Detection of albendazole resistant gastro-intestinal nematodes in village cattle of south-eastern Mali
MetadataShow full item record
Mungube, E.O., Rexa, F., Hinney, B., Sanogo, Y., Diall, O., Randolph, T. and Clausen, P.H. 2012. Detection of albendazole resistant gastro-intestinal nematodes in village cattle of south-eastern Mali. Oral presentation at the 13th Biennial Scientific Conference of the Kenya Agricultural Research Institute (KARI), Nairobi, Kenya, 22-26 October 2012.
Permanent link to cite or share this item: http://hdl.handle.net/10568/25117
To acquire information on gastro-intestinal nematodes in village cattle and their current control strategy in south-east Mali, repeated faecal samplings and examination for faecal egg counts (FECs) on risk group cattle were conducted between November 2008 and November 2009. A strategic helminth control strategy was tested for its effectiveness in controlling helminths. This was undertaken on risk group cattle that were randomly divided into an albendazole treated and untreated control with the latter getting treated with 10 mg/kg of albendazole sourced from Malian markets at the start and end of rainy season and the former receiving a placebo.
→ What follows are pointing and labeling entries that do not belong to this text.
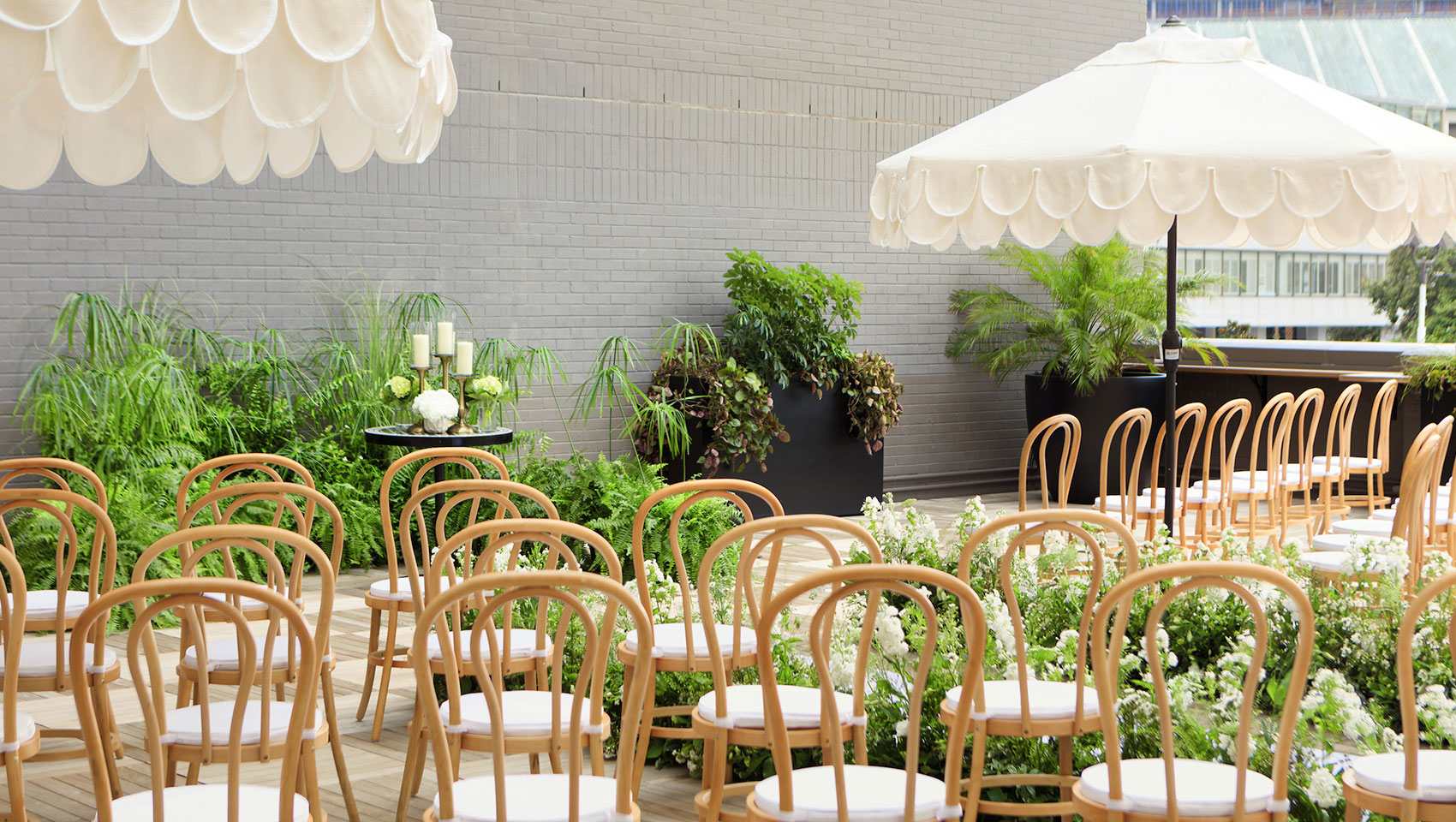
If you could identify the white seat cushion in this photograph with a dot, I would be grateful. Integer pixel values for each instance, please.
(1354, 463)
(673, 640)
(41, 604)
(1364, 527)
(873, 793)
(223, 653)
(523, 643)
(187, 724)
(1203, 789)
(800, 705)
(1385, 774)
(534, 797)
(528, 713)
(255, 803)
(380, 588)
(39, 658)
(1048, 700)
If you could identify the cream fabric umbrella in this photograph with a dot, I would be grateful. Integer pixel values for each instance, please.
(1173, 134)
(218, 83)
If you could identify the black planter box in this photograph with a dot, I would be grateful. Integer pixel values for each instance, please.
(1096, 414)
(820, 470)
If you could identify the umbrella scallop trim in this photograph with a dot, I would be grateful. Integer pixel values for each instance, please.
(172, 83)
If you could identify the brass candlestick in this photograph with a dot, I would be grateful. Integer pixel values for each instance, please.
(462, 426)
(420, 389)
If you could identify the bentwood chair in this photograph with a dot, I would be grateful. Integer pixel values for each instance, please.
(1054, 479)
(1256, 486)
(41, 664)
(21, 736)
(281, 503)
(1025, 706)
(862, 792)
(1411, 784)
(673, 652)
(539, 797)
(393, 595)
(1375, 463)
(242, 662)
(534, 715)
(230, 730)
(1129, 435)
(1174, 788)
(1223, 435)
(734, 713)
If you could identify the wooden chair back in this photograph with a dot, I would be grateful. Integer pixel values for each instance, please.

A faecal egg reduction test was conducted in November 2009 where all the albendazole treated calves were further split into two groups before one group was treated with 10 mg/kg of albendazole from Mali and the other with albendazole from Germany. The control group still received a placebo. Faecal egg counts were compared at day 0 (treatment day) and day 14 post-treatment. Larval cultures were carried out on faecal samples from the albendazole treated and control groups to determine the helminth ecology. Young animals and zebu cattle were associated with higher faecal egg counts. Although breed and sex were not significantly associated (p>0.05) with FECs, the time when the study was conducted highly (p<0.0001) influenced FECs. The faecal egg count reduction test (FECRT) results showed that albendazole from Malian markets had a faecal egg reduction of 55.6% while that from Germany had faecal egg count reduction (FECR) of 79.3%. The low FECRT indicative of gastro-intestinal nematode (GIN) resistance against albendazole warrants further investigation before concluding that such resistance does exist.